Wednesday, September 21, 2016

Ghost Medicine


Troy, Gabe, and Tom are three teenaged friends, living in ranch country, somewhere in California, probably.  Some place where open pastures have been carved out of redwood forests.

Tom, the joker, the trickster, the coyote.  Gabe, the shy, sensitive boy, the kind one, the saintly one.  And Troy, the silent narrator, the brooding philosopher.

Troy's dad and Gabe's dad had been best friends as kids.  As adults, they still called themselves close friends, but, as Troy tells us, they are polite with each other like "members of the same stamp club or something."

[B]oth of those men just seemed to me like they never wanted to show how things really affected them, and it always made me wonder about the cost of growing up.

Andrew Smith's earliest novel, Ghost Medicine, is about many things.  It's about the silence of the open spaces and of the people who live and ranch there.  It's about friendship.  It's about caring for the horse who is both friend and transportation, about protecting cattle and goats from predators, about the way the sun reflects from nearby granite peaks at a certain time of day.  It's about Troy's theory that what happens, happens; that you can look back and sometimes see how you caused events to happen, but can never know in advance how an act will "ripple like the surface of a pond once a rock has been skipped," disturbing everything it touches.

But it's also about the "cost of growing up."

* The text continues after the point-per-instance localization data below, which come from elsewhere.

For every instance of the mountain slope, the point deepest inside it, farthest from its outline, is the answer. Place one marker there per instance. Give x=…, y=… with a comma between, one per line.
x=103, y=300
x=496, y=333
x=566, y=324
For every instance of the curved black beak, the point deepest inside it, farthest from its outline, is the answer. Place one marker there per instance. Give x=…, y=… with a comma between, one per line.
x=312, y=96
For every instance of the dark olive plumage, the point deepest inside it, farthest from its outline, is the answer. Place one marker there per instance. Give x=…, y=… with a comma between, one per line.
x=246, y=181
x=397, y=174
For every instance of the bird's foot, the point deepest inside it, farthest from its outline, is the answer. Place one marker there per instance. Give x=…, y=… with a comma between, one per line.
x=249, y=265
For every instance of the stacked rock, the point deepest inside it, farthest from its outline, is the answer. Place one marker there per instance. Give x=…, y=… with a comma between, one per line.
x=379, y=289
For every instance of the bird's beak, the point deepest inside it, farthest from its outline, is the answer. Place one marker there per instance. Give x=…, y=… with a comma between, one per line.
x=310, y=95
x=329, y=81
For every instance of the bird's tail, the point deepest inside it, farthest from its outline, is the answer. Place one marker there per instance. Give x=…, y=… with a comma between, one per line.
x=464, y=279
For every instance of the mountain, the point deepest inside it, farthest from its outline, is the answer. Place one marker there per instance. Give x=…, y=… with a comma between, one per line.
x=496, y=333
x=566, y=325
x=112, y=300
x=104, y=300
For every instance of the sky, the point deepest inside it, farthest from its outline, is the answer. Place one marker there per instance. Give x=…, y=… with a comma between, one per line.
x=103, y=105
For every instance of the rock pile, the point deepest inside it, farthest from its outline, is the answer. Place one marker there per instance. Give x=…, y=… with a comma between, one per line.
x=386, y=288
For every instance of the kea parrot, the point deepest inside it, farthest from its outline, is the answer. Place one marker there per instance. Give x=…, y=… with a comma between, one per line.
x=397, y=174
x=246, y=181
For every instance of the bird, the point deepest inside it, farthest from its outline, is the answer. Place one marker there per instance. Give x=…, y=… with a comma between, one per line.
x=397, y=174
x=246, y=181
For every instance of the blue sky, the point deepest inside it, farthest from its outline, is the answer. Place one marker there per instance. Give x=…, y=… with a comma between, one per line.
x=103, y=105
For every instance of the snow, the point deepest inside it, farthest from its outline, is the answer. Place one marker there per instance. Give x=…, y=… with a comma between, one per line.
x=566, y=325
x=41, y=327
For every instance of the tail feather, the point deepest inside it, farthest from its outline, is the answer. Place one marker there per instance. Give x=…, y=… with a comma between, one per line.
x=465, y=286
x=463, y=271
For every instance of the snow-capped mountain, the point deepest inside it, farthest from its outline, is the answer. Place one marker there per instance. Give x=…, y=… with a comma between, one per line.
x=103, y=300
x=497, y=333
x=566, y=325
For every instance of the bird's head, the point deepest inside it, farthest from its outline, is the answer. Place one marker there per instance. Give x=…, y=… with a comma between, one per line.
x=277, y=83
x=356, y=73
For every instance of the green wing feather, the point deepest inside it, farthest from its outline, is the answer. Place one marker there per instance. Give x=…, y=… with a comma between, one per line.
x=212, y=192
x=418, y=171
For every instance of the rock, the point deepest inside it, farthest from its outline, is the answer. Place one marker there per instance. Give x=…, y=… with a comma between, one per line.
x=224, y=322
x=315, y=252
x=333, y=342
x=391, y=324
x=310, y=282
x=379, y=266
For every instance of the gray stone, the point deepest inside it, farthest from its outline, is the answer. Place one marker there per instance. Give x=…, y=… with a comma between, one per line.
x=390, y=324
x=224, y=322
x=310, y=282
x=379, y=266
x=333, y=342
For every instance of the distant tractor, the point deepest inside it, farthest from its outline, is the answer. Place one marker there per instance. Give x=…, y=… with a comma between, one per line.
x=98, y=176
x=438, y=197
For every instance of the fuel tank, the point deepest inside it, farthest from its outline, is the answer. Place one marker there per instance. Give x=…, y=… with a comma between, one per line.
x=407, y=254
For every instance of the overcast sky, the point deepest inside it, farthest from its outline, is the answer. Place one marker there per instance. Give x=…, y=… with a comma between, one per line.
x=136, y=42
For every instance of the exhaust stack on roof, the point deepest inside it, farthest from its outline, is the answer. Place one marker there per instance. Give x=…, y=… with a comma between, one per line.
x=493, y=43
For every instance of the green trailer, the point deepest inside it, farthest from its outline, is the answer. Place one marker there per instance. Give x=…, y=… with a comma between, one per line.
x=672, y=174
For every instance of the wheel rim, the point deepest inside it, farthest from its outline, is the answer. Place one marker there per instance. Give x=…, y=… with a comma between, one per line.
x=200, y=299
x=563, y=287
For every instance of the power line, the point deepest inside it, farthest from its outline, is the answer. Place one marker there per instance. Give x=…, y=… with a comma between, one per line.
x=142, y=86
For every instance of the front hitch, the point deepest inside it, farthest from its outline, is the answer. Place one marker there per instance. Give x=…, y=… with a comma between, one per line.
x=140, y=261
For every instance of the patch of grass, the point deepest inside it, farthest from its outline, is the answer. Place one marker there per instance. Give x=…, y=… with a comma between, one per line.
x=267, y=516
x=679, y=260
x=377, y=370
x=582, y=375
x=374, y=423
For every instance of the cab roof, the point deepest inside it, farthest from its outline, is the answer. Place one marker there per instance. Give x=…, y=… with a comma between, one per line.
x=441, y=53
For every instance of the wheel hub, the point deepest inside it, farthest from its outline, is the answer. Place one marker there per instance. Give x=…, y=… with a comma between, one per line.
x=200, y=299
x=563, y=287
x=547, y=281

Troy, Gabe, and Tom have very different personalities.  They aren't given to rambling conversations with each other.  They tease.  They speak by staying silent, by joking, by spitting tobacco, by changing the subject.  Several women or girls, commenting on the novel on Goodreads, denounce the story as just one more irritating example of guys who never even talk to each other, and just go through life oblivious.  But these three guys know each other, and each other's moods, and each other's feelings better than they'll ever know anyone again in their lives.  They don't need to speak in complete sentences to communicate their ideas or their emotions.

Troy falls in love with Luz, Gabe's older sister.  Their mutual love is another central theme of the book, but it never overwhelms the story as it might in too many young adult novels.  Luz, too, is from the ranch community, and they understand each other.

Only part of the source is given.